In 2017, Tulane announced that the "T-Wave" would be replaced as the primary logo by a redesigned "Angry Wave".

==Notable sports alumni==

===Football===
- Shaun King (Tampa Bay Buccaneers)
- Patrick Ramsey (Denver Broncos)
- J. P. Losman (Miami Dolphins)
- Anthony Cannon (Detroit Lions)
- Mewelde Moore (Pittsburgh Steelers)
- Matt Forte (New York Jets)
- Cairo Santos (New York Jets)
- Orleans Darkwa (New York Giants)
- Robert Kelley (Washington Redskins)

- Darnell Mooney (Chicago Bears)
- Tyjae Spears (Tennessee Titans)
- Michael Pratt (Green Bay Packers)

===Baseball===
- Andy Cannizaro (Cleveland Indians)
- Tommy Manzella (Houston Astros)
- Micah Owings (Cincinnati Reds)
- Brandon Gomes (Tampa Bay Rays)

==Green Wave Club==
The Green Wave Club, formerly known as the Tulane Athletics Fund, is the official fundraising arm of Tulane Green Wave, supporting Green Wave student-athletes in their academic, athletic, and community pursuits by providing unrestricted annual funds to the Athletics department.

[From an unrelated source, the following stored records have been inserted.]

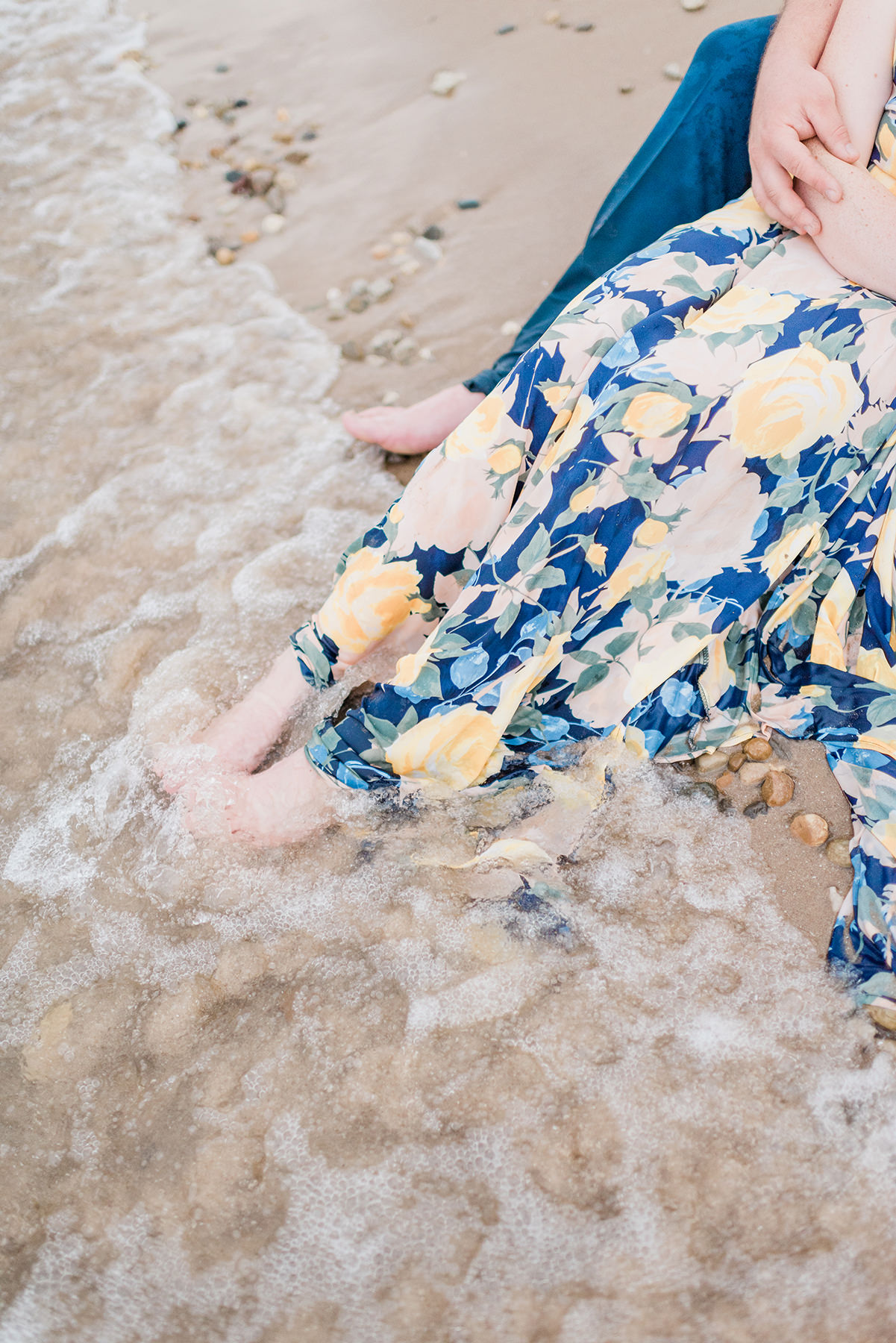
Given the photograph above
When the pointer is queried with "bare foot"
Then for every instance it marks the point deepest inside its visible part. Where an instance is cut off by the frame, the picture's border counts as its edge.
(414, 429)
(238, 740)
(283, 805)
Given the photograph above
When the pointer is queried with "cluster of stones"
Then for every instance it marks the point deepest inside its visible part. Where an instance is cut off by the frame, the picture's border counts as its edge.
(755, 763)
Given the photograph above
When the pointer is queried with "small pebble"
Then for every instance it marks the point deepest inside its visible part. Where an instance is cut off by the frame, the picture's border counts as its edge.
(839, 853)
(777, 789)
(383, 342)
(753, 772)
(380, 289)
(445, 82)
(755, 809)
(810, 829)
(756, 748)
(430, 250)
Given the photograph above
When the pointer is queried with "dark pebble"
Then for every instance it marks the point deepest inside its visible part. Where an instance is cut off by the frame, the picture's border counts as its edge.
(755, 809)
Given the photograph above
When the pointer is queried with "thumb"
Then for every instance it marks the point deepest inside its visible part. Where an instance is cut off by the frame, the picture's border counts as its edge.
(830, 129)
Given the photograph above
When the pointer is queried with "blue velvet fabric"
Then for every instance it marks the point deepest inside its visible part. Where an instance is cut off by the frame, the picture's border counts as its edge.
(692, 161)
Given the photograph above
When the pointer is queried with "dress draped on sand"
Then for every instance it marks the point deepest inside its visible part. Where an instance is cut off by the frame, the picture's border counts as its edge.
(674, 523)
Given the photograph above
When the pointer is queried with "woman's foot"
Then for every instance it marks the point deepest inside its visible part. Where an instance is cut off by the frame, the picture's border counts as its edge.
(238, 740)
(414, 429)
(283, 805)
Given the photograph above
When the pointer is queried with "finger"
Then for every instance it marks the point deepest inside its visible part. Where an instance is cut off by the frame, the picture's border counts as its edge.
(830, 129)
(785, 204)
(801, 164)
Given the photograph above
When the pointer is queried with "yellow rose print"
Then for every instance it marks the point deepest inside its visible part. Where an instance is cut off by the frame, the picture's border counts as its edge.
(742, 307)
(370, 599)
(453, 748)
(654, 414)
(505, 460)
(788, 402)
(651, 532)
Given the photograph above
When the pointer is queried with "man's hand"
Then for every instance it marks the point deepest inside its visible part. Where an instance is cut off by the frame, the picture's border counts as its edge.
(793, 102)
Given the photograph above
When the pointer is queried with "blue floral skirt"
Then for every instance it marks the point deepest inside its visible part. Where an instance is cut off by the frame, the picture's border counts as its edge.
(672, 523)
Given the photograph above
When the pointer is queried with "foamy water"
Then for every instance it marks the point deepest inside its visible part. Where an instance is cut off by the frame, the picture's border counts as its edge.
(320, 1094)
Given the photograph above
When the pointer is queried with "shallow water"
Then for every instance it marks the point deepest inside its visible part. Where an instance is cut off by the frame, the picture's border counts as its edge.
(323, 1094)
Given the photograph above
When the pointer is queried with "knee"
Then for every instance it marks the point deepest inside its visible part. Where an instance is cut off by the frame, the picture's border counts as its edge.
(731, 48)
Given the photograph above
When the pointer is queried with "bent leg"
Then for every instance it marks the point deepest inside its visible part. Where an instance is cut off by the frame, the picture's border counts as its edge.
(692, 161)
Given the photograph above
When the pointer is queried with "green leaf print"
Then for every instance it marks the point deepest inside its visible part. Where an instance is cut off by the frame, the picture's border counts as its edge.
(639, 481)
(536, 551)
(621, 644)
(592, 676)
(548, 577)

In 2007 the fund set a record for membership with 2,210 donors contributing. In 2011 it spearheaded the "Home Field Advantage" campaign to fully fund the $73 million construction of Yulman Stadium on the Uptown campus through private donations.

==Athletics reform==
After coming off a winning season and a Hawaii Bowl victory in 2003, it was leaked that Former President Scott Cowen and the Board of Trustees was planning to vote on either doing away with a commitment to Division 1 football, or propose scaling down to Division 3 due to their concern for the long-term financial viability of sustaining a Division 1 athletic program in the changing BCS landscape. When the news leaked, the outrage by fans, alumni, and boosters forced the Board of Trustees to pivot and claim it actually intended to undertake a comprehensive "review" of athletics. The outcome of the review was a commitment to maintaining a Division I athletic program, and also included points to address academic performance, graduation rates, financial viability, and support for athletics within the overall University mission. (In 2003 Tulane's graduation rate for student-athletes stood at 79%, ranking 14th among all Division I programs.)

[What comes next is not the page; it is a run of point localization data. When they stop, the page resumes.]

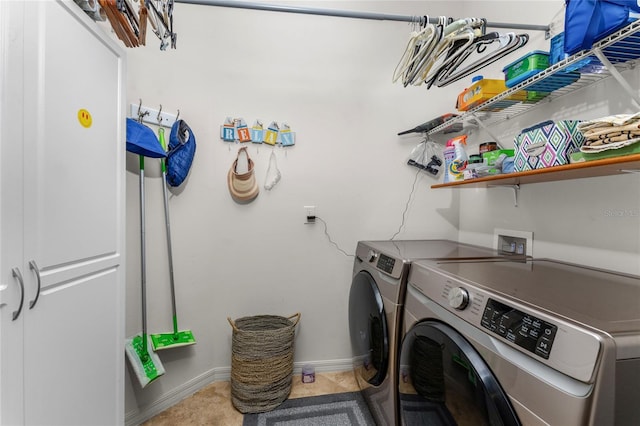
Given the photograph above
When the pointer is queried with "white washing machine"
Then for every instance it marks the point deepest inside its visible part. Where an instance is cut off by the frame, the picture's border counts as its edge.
(537, 342)
(376, 299)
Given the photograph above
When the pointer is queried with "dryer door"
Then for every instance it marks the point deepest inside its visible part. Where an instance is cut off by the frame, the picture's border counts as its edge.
(369, 331)
(444, 381)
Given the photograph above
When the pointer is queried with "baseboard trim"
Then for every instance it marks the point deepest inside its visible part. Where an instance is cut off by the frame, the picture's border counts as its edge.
(169, 399)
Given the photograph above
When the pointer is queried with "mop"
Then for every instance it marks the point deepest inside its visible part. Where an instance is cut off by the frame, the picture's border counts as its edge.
(176, 338)
(146, 364)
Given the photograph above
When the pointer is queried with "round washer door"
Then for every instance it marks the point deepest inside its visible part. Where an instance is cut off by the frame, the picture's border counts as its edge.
(444, 381)
(368, 329)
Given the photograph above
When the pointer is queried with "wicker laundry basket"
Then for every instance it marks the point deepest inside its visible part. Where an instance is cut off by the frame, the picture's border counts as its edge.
(261, 361)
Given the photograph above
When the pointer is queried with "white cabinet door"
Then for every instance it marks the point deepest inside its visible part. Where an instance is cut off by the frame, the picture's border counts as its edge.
(11, 214)
(73, 220)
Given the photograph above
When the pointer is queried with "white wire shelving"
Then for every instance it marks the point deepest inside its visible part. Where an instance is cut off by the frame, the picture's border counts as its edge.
(618, 52)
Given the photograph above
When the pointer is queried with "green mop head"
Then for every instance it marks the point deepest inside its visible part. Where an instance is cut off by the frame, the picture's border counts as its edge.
(146, 364)
(172, 340)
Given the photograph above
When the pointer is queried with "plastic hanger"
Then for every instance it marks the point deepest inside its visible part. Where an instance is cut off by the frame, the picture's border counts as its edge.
(503, 44)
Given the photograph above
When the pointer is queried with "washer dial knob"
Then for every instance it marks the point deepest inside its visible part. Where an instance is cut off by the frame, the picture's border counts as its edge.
(458, 298)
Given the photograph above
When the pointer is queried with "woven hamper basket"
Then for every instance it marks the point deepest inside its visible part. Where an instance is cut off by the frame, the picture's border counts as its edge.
(261, 361)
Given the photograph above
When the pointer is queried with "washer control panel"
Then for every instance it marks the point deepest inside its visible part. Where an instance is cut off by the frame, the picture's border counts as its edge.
(526, 331)
(386, 263)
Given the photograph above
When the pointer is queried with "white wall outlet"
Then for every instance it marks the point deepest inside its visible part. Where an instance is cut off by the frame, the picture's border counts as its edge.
(512, 241)
(310, 214)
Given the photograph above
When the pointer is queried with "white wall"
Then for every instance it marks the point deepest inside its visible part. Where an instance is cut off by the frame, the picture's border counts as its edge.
(330, 79)
(593, 221)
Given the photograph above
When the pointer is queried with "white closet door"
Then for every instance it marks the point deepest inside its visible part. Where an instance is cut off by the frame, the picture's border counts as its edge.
(11, 213)
(74, 156)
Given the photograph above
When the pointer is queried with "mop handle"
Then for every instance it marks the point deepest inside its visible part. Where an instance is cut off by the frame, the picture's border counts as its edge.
(143, 266)
(168, 227)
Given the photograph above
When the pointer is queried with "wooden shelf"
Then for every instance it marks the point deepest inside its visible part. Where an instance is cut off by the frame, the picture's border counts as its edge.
(606, 167)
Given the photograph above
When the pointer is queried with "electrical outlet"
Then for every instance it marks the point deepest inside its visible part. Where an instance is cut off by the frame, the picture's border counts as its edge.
(513, 242)
(310, 214)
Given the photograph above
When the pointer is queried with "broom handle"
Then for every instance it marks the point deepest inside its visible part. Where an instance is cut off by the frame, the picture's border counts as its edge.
(168, 227)
(143, 266)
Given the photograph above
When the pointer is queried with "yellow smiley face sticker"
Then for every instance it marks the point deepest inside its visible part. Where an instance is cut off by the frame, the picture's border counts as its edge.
(84, 117)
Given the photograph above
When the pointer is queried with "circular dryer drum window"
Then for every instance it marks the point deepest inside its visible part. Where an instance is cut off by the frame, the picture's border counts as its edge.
(368, 330)
(444, 381)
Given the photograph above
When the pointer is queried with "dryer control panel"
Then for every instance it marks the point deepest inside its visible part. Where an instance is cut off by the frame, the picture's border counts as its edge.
(524, 330)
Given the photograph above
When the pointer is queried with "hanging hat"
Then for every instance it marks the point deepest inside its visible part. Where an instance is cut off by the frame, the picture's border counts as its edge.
(142, 141)
(241, 179)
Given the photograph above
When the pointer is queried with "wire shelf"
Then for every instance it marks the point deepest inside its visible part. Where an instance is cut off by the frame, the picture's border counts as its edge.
(621, 49)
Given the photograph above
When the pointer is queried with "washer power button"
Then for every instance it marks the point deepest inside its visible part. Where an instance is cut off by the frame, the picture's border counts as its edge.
(458, 298)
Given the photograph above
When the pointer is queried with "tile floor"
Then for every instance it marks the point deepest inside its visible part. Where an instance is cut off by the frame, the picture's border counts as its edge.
(212, 405)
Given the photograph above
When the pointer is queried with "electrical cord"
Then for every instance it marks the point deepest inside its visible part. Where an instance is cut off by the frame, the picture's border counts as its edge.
(326, 232)
(406, 207)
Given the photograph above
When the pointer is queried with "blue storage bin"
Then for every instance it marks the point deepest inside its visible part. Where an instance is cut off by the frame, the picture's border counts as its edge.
(525, 67)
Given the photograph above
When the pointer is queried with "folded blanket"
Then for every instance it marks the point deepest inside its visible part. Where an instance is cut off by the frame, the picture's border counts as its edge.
(611, 139)
(596, 131)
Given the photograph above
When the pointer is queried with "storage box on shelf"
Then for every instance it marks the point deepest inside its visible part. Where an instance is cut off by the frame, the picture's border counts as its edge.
(604, 167)
(619, 49)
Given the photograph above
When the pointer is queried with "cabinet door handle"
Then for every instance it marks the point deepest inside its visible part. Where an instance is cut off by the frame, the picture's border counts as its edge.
(34, 267)
(16, 274)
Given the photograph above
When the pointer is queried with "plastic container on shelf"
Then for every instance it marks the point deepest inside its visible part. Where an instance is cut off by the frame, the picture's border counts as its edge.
(455, 169)
(484, 89)
(449, 154)
(525, 67)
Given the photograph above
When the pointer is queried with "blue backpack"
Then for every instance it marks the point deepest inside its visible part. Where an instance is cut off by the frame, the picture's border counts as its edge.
(182, 148)
(587, 21)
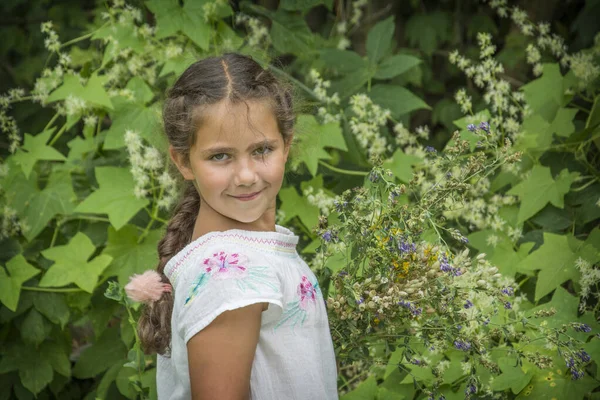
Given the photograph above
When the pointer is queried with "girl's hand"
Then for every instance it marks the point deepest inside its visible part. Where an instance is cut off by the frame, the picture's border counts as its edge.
(220, 356)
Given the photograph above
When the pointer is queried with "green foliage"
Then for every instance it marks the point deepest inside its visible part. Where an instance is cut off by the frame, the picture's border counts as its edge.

Scott Cowen began a dialog with other university presidents calling for a change to the existing system that rewards established powers at the expense of less successful programs. His criticisms, in particular of the Bowl Championship Series (BCS) in football, led to the creation of the Presidential Coalition for Athletics Reform and opened the door for hearings on college athletics revenues in the Senate Judiciary Committee in October 2003. On February 29, 2004, the BCS met in Miami, Florida, and agreed to amend revenue distribution and open the series to more opportunities for BCS non-AQ teams. As a member of the BCS Presidential Oversight Committee, Cowen was active in decision-making regarding the future of college football.

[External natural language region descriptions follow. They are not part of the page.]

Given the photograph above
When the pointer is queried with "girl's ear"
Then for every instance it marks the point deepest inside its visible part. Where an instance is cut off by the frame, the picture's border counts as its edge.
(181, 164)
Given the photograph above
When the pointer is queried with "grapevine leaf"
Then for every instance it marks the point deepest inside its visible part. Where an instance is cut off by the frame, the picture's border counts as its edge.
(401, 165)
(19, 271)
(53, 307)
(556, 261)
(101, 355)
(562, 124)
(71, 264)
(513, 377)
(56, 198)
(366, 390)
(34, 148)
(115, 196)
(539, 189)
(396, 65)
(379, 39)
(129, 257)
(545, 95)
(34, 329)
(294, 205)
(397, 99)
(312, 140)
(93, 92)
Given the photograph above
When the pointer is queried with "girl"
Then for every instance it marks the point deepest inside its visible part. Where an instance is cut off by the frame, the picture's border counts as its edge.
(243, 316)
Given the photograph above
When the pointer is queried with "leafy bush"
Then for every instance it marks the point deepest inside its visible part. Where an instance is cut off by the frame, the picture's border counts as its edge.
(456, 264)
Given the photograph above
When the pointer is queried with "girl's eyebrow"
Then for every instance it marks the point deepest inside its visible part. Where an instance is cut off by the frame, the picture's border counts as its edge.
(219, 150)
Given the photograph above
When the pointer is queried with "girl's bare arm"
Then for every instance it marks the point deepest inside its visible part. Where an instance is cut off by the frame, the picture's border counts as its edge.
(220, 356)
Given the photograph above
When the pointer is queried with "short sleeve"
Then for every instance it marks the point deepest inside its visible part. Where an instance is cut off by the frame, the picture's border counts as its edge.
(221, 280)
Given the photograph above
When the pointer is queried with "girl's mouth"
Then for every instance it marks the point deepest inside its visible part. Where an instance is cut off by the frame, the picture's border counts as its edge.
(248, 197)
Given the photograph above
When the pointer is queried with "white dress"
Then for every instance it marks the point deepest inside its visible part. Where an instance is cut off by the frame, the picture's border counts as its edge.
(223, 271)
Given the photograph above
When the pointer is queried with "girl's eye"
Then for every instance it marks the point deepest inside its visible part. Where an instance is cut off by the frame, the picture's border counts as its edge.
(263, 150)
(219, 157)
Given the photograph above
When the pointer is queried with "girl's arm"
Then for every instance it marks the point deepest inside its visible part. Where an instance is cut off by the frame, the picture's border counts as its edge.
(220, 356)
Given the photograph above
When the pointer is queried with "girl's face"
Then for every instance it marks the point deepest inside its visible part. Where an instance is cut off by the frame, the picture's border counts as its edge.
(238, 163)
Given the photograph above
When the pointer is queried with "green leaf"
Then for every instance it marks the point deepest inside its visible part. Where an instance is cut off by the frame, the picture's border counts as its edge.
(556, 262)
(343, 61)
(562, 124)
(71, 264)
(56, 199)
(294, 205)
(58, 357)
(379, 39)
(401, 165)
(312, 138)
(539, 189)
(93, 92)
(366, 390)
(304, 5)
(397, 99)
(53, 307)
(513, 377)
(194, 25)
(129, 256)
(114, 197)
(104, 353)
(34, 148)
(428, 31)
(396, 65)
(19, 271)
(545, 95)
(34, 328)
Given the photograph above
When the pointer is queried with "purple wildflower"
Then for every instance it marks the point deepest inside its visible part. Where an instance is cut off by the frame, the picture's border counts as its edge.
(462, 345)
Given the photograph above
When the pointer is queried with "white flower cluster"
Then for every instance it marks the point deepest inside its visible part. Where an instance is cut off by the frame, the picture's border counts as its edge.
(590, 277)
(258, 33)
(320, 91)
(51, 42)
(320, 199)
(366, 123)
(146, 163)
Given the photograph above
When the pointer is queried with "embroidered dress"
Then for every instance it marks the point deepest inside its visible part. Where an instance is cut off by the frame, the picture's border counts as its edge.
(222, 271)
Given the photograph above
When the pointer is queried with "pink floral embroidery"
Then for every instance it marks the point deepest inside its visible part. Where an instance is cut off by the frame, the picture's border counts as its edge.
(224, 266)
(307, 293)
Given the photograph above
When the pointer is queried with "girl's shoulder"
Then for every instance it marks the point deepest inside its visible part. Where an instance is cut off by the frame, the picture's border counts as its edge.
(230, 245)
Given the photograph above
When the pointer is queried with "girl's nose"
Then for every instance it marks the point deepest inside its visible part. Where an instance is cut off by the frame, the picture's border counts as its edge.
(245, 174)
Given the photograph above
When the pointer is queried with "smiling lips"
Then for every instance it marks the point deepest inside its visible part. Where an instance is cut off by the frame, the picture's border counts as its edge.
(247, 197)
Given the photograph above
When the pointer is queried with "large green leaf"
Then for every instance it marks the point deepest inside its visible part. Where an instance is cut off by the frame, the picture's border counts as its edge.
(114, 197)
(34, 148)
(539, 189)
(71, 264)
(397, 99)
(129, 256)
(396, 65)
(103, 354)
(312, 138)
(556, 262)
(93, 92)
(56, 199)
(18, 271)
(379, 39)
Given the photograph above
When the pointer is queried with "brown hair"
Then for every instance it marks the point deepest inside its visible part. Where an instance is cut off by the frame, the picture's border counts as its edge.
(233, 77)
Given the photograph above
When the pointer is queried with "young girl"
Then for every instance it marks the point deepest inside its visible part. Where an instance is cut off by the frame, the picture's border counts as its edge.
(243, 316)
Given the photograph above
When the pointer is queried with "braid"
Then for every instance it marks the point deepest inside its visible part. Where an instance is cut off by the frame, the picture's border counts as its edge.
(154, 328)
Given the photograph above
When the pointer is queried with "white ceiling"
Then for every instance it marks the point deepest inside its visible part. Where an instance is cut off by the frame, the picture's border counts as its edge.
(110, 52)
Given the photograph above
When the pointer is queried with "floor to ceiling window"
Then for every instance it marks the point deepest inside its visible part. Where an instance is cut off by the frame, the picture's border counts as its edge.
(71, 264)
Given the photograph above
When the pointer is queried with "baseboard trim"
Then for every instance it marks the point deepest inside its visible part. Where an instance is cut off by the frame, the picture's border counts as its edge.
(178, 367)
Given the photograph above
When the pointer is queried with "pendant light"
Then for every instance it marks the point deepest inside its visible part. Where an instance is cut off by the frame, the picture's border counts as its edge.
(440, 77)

==Effects of Hurricane Katrina==

As a result of Hurricane Katrina in August 2005, Tulane's varsity sports teams, with the exception of cross country and track and field, moved to four universities in Texas and Louisiana for the remainder of that academic semester, while continuing to represent Tulane in competition:
- Louisiana Tech University: football
- Southern Methodist University: men's and women's golf
- Texas A&M University: men's basketball, women's swimming and diving, women's volleyball, women's soccer, men's tennis, and women's tennis
- Texas Tech University: baseball and women's basketball

For its fortitude in the face of Katrina, the 2005 Tulane football team received Disney's Wide World of Sports Spirit Award and the Football Writers Association of America Annual Courage Award. The university's Renewal Plan called for the suspension of some of its sports, and it did not return to a full 16 teams until the 2011–12 school year.